A practical guide to environmental flows for policy and planning (with 9 case studies)
Eloise Kendy, Kristen Blann, Colin Apse | May 18th, 2012
Environmental flows are gaining broad recognition across the United States, and the underlying science is sufficiently developed to support regional planning and policy applications. This report explores how six states and three interstate river basins are effectively developing and applying regionalized environmental flow criteria to water resource planning, water withdrawal permitting, and multi-dam re-operation.
The broad range of approaches they relate clearly demonstrates the feasibility of integrating science-based environmental flow needs into regional water management in the absence of site-specific assessments.
The case studies embrace the following principles:
• Regionalized environmental flow criteria apply to all the water bodies across a state or large river basin for which site-specific criteria have not yet been established.
• Flow criteria link explicitly to the health of the entire aquatic and riparian ecosystem, and are not limited to specific species.
• Flow regimes mimic natural inter- and intra-annual flow variability.

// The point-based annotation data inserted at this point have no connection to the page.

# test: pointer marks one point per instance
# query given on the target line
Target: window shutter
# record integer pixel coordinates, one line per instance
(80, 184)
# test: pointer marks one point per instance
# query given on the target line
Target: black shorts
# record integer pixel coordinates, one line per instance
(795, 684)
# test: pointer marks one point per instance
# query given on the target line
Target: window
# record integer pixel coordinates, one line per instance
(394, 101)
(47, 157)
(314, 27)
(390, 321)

• The development of environmental flow criteria and the policies for their implementation are closely linked. Defining a clear path to policy implementation from the onset ensures that the ensuing science answers the right management questions.

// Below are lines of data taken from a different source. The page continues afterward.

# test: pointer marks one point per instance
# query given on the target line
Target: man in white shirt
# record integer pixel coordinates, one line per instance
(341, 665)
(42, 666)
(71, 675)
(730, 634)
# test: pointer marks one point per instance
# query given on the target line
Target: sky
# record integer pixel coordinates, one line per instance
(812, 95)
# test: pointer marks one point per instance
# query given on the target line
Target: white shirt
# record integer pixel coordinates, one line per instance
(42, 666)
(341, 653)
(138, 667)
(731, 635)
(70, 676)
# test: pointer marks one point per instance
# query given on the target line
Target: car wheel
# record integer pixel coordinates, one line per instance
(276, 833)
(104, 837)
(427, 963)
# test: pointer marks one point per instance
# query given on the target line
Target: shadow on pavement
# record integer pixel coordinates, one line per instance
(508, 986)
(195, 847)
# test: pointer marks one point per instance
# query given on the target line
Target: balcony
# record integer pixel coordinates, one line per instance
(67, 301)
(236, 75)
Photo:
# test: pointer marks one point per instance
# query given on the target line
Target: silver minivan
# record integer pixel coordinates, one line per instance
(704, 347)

• Flow criteria are developed through a transparent, inclusive social process informed by sound science. A structured social process for identifying, understanding, and negotiating tradeoffs is critical.
To varying degrees, the Ecological Limits of Hydrologic Alteration (ELOHA) framework influenced each of the case studies. ELOHA is a flexible framework for determining and implementing environmental flows at the regional scale using existing hydrologic and biological information. Major components of ELOHA include a hydrologic foundation of streamflow data, classification of natural river types, flow-ecology relationships associated with each river type, and river condition goals.